Ninon se souvient qu’au plus fort de la douleur elle aurait imploré un chirurgien de lui couper les bras, de la débarrasser de cette insupportable présence organique ; aujourd’hui elle entend les brandir à la face du monde, afficher son corps tragique.
(page 253)

Partout on dynamite le rocher calcaire, des tonnes de terre et de cailloux jaillissent en gerbes continues, et Joaquim comprend vite que le travail sera épuisant et dangereux. Il découvre que les accidents sont fréquents, qu’une vingtaine d’ouvriers sont déjà morts, fauchés par des rafales de roche. Le chantier est cerné de journalistes, qui tiennent la chronique quotidienne du barrage, relatent les aléas, et parfois les performances techniques, racontent la colère des éleveurs, et aussi la satisfaction des élus locaux. Et derrière eux se tient une autre garde, celle des gendarmes qui surveillent désormais les travaux jour et nuit, la nuit surtout, depuis qu’une série de sabotages – incendie d’un transformateur, vols de matériel, pneus crevés et réservoirs siphonnés – a retardé la construction du barrage et perturbé la communication enthousiaste du maître d’œuvre, impuissant à convaincre les habitants du village de la pertinence de leur sacrifice.

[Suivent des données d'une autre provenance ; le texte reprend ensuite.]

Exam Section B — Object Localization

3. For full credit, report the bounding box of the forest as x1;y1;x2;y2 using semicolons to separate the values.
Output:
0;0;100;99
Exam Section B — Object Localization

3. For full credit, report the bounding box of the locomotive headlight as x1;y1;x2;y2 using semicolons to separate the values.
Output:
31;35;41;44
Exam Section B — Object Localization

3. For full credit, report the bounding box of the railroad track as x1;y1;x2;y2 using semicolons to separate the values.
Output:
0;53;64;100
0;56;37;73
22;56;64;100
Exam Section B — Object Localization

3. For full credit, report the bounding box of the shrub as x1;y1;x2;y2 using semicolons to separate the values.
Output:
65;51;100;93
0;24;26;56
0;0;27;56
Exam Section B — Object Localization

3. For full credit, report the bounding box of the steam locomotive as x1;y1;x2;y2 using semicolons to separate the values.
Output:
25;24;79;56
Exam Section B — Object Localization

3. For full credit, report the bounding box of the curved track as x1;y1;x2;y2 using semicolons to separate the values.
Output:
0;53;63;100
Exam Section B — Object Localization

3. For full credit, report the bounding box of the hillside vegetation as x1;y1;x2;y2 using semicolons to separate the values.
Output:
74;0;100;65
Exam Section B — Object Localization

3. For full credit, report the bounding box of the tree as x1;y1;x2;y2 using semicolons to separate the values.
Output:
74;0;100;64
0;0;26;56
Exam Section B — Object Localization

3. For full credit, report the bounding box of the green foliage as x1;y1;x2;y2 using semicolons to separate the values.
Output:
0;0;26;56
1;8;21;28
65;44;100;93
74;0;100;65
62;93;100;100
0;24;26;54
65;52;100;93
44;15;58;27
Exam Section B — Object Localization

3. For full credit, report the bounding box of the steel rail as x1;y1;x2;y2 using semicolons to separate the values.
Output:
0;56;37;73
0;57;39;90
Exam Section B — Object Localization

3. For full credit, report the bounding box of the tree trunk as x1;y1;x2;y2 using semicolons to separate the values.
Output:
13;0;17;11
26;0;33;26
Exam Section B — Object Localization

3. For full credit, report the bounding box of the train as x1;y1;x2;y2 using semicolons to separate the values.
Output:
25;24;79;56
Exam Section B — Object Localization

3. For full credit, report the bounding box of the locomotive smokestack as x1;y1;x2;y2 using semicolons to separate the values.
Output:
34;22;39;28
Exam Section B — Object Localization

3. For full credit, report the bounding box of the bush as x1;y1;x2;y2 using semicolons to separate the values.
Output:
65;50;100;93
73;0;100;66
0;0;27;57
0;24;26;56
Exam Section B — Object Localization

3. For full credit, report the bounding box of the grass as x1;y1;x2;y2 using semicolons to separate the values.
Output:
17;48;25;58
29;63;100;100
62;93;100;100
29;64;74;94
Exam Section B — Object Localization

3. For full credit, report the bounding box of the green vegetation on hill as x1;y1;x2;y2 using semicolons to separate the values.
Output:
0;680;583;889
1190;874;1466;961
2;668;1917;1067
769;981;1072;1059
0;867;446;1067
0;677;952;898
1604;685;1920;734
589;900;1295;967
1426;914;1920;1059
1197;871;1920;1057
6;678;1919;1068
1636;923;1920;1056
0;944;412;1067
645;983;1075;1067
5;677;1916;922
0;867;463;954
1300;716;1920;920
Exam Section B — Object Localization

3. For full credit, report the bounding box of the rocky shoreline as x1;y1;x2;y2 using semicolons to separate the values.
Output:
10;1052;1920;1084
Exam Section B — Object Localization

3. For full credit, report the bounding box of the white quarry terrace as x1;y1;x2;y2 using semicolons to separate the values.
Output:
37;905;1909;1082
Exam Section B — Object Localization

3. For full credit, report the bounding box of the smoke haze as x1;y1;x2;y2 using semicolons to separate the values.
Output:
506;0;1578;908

Nous sommes des sacs de peau, des outres qui maintiennent et unifient tout ce qui nous constitue – os, organes, sang, cerveau, donc psychisme.
(page 168)
Se peut-il que la maladie se soit tarie d’elle-même ? Comme si sa présence dans le corps, ces tensions, ces brûlures, cet envers noir, cette agitation sourde s’étaient finalement épuisés, comme si le mal avait jailli telle la lave d’un volcan avant de s’éteindre naturellement, flux et reflux, éruption et refroidissement.
(page 227)
La maladie fonctionnelle a ceci de frustrant qu’elle laisse médecin et patient bras ballants et le plus souvent contrariés, voire agacés, bien que rassurés. Le médecin ne peut pas soigner, le patient n’est pas vraiment malade.
(page 143)
On dit qu’il faut y croire pour que la magie noire opère mais n’est-ce pas à force d’accomplir les rituels religieux que l’on finit par avoir la foi ?
(page 205)
La peau, écorce, pellicule de couenne traversée de nerfs, sensitifs, vaso-moteurs, peuplée de glandes qui sécrètent en continu odeurs, sueur, sébum, membrane qui respire, élimine, transpire, produit poils et ongles, émet des phéromones, maintient le corps autour du squelette et des muscles, assure sa verticalité.
(page 45)
Ce qui est certain c’est que je finirai à l’hôpital psychiatrique, l’hôpital général c’est pas pour moi, prendre la tension, faire des prises de sang quel ennui. À la rigueur l’Ehpad avec les vieux. Moi j’aime la merde, les laver, les toucher, les toucher surtout, leur caresser le bras.
Maladie ou adolescence qu’importe, Ninon se sent plus acérée, plus cruelle aussi, une pleine conscience d’elle-même – elle se voit vulnérable, hypersensible mais lucide et perspicace.